A Armênia é a capital dos sobrenomes terminados em "ian". País sem saída para o mar, vizinho da Georgia, do Irã, da Turquia e do Arzebaijão, com o qual vive conflito territorial, tem 4 milhões de habitantes, 70% residentes em centros urbanos. No momento, apesar do modesto parque industrial e da concentração econômica nas atividades pastoris, o vento é favorável. Dentre as ex-repúblicas soviéticas, tem o segundo índice de crescimento da indústria, atrás apenas da Moldava. Historicamente, eles sempre penaram. Passaram maus bocados nas mãos de persas, romanos, árabes e bizantinos. Em 1895 e 1896, foram massacrados pelos turcos-otomanos, de maioria muçulmana, por seguirem o catolicismo. Durante a I Guerra Mundial, nova sova dos inimigos, que deportaram 1,5 milhão de armênios para a Síria e para a Mesopotâmia, como mostra o armênio-canadense Atom Egoyam em Ararat, outro destaque da programação da Mostra. No plano mítico, o país ficou conhecido por ter sido eleito por Deus para o renascimento após o dilúvio.

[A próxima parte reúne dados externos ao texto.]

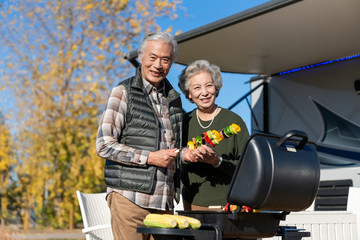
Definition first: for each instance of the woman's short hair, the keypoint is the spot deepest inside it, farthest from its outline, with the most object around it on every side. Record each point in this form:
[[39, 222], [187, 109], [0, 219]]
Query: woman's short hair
[[195, 68], [159, 36]]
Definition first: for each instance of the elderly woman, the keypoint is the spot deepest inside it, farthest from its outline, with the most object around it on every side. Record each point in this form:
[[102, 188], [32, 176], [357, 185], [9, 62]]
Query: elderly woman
[[206, 179]]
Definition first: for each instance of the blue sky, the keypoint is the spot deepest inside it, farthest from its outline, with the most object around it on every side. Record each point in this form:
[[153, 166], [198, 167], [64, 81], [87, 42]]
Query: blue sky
[[193, 14], [197, 13]]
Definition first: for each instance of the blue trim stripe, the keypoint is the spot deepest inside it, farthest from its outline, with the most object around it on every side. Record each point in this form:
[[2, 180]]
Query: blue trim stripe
[[319, 64]]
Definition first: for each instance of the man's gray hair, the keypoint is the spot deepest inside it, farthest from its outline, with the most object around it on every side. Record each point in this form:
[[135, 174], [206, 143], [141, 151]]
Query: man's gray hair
[[159, 36]]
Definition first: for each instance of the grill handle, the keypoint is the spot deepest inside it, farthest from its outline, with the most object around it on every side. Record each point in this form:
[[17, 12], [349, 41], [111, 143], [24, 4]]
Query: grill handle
[[294, 133]]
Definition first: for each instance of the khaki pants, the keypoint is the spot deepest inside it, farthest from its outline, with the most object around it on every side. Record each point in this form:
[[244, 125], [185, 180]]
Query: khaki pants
[[126, 217]]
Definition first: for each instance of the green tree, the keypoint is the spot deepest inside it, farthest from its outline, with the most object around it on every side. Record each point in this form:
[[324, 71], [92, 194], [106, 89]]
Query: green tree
[[63, 57]]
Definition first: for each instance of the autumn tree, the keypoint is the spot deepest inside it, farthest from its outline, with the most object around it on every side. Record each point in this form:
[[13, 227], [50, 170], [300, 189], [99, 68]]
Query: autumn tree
[[62, 57], [7, 161]]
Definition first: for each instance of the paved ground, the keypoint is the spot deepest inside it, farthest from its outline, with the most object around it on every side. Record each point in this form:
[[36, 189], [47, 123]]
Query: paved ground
[[56, 234]]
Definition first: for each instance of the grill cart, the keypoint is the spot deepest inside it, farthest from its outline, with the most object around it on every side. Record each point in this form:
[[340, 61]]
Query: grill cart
[[275, 175]]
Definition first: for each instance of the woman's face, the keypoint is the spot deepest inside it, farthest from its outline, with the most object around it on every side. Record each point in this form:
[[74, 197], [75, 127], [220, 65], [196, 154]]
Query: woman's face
[[202, 91]]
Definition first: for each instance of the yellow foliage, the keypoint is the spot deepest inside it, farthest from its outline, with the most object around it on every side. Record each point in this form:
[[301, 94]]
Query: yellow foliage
[[68, 55]]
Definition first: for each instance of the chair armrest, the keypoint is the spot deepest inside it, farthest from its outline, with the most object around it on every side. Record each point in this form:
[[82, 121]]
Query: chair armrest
[[97, 227]]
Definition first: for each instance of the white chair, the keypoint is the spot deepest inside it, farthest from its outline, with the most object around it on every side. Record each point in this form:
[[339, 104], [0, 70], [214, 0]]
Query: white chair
[[96, 216]]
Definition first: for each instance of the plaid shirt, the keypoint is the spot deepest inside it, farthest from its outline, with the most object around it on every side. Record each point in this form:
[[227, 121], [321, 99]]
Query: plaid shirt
[[108, 147]]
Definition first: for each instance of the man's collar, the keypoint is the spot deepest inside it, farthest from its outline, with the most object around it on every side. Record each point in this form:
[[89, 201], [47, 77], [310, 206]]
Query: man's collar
[[148, 86]]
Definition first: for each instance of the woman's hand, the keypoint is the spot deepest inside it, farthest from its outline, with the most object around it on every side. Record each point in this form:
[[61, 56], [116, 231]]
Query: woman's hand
[[207, 155], [190, 155]]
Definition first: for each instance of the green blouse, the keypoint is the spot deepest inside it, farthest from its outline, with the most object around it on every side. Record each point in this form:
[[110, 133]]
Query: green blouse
[[204, 185]]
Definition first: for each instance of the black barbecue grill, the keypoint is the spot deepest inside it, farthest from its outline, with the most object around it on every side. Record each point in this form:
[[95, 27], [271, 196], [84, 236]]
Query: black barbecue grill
[[275, 175]]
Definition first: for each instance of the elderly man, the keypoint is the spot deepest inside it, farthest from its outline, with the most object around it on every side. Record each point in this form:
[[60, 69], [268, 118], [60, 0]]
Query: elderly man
[[139, 136]]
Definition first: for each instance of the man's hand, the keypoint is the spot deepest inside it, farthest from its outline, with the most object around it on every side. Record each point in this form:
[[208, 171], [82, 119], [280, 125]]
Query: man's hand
[[207, 155], [163, 157]]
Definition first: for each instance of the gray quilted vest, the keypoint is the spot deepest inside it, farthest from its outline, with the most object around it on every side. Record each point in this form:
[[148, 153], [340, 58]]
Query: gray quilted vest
[[141, 131]]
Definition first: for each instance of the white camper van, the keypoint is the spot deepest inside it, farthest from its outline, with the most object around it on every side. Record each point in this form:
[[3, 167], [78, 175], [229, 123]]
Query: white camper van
[[307, 58]]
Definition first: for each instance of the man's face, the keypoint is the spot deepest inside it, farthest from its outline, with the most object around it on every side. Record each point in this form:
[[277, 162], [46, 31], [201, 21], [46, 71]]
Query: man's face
[[156, 61]]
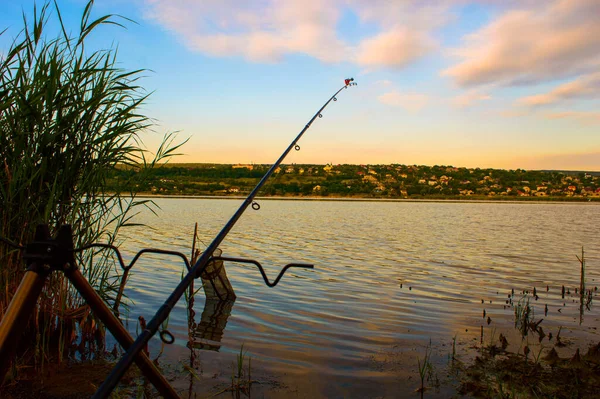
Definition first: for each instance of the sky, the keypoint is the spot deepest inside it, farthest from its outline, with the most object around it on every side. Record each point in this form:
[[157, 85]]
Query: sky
[[490, 83]]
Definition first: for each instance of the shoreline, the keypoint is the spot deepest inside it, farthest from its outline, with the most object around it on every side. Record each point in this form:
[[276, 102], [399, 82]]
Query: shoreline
[[346, 199]]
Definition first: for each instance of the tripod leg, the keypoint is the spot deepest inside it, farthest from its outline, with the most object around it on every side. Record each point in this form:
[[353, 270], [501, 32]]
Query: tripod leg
[[15, 319], [119, 332]]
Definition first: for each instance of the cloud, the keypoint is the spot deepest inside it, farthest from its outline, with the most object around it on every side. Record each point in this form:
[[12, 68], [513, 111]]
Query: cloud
[[542, 43], [412, 102], [587, 86], [395, 48], [268, 30], [469, 98], [588, 117]]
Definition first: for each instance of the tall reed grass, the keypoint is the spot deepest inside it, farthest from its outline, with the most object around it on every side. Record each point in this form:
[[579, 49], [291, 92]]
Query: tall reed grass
[[68, 117]]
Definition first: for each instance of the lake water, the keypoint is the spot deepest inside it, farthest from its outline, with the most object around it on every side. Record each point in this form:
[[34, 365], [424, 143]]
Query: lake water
[[389, 278]]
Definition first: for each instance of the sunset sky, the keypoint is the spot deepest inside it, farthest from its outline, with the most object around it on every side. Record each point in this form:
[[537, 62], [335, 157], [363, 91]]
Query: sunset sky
[[490, 83]]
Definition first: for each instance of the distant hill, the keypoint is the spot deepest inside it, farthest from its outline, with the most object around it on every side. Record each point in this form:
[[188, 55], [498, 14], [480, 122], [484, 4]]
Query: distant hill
[[361, 181]]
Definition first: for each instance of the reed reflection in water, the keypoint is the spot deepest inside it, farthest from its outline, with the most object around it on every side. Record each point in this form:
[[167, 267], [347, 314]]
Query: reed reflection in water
[[386, 274]]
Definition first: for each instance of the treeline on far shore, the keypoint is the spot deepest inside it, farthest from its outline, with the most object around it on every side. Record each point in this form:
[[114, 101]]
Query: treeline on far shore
[[361, 181]]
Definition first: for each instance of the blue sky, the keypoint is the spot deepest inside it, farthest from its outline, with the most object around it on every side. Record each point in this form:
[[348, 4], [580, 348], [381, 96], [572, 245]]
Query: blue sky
[[504, 84]]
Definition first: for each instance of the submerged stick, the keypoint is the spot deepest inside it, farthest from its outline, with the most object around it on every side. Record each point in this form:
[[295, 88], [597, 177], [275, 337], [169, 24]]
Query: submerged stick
[[163, 312]]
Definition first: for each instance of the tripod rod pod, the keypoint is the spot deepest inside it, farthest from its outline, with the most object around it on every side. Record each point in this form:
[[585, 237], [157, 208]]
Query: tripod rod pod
[[163, 312], [44, 256]]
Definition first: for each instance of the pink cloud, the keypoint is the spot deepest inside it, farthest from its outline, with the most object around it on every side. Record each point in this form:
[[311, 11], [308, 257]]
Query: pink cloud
[[470, 98], [542, 43], [394, 48], [268, 30], [587, 86], [588, 117]]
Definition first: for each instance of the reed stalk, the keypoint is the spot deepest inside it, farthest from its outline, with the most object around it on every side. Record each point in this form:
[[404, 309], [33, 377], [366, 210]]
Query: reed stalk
[[69, 116]]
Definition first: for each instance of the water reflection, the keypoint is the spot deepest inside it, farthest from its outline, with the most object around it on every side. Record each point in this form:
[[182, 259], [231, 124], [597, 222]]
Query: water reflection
[[207, 334]]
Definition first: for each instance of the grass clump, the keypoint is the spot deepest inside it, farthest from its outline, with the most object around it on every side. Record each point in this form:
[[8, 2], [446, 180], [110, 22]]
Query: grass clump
[[68, 116]]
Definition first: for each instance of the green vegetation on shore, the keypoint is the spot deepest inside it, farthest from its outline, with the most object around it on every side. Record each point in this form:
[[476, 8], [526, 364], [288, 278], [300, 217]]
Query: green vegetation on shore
[[363, 181]]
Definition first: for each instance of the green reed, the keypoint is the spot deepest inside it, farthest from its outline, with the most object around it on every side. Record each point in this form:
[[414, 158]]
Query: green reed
[[68, 116]]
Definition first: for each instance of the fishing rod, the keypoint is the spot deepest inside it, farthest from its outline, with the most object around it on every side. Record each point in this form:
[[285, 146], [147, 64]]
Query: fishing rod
[[163, 312]]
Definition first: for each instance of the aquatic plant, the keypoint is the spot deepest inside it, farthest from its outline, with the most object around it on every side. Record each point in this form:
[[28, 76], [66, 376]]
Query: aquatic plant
[[69, 117]]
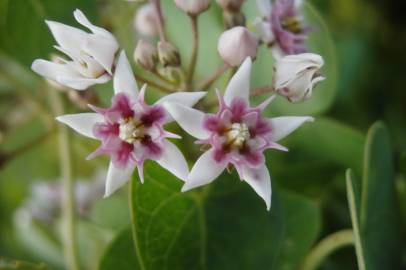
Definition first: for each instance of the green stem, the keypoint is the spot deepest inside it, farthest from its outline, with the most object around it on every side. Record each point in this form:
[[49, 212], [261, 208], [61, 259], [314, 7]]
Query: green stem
[[192, 65], [68, 204], [327, 246]]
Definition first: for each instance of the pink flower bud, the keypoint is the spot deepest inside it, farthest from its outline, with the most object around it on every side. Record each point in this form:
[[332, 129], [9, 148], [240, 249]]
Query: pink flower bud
[[237, 44], [146, 21], [193, 7]]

Esse breve e reducionista resumo histórico serve apenas para se entender como o peso da trajetória de um povo, um dos mais antigos do mundo, inevitavelmente contamina as imagens de um filme com a intenção de retratá-lo, não diretamente, mas nesse caso por uma abordagem alegórica. Pois é justamente a distância cultural, assim como a pouca informação sobre aquele mundo, que favorece a relação com o filme. Mesmo tendo algo sempre a escapar, nas simbologias de alguns trechos, é possível sentir uma força cinematográfica, capaz de superar esse limite. Se não há certeza possível sobre o significado de uma personagem, uma mulher internada no hospício que primeiro trata o protagonista como filho, depois como amante, podemos

ver nessa figura humana um sopro de autenticidade, de ar local, de uma desordem a refletir uma desordem maior, reproduzida inclusive na estrutura torta e fragmentada, no som em transe, nas imagens à beira do delírio, um tanto toscas e em sintonia com a insanidade do hospício, da História e do país. Sinfonia do Silêncio cola-se à sua realidade específica e, ao mesmo tempo, supera-a pelas opções dramáticas e formais. Difícil se arrepender depois da sessão se a idéia for descobrir algo ainda não banalizado pelas convenções temáticas e estéticas do cada vez menos independente cinema de periferia.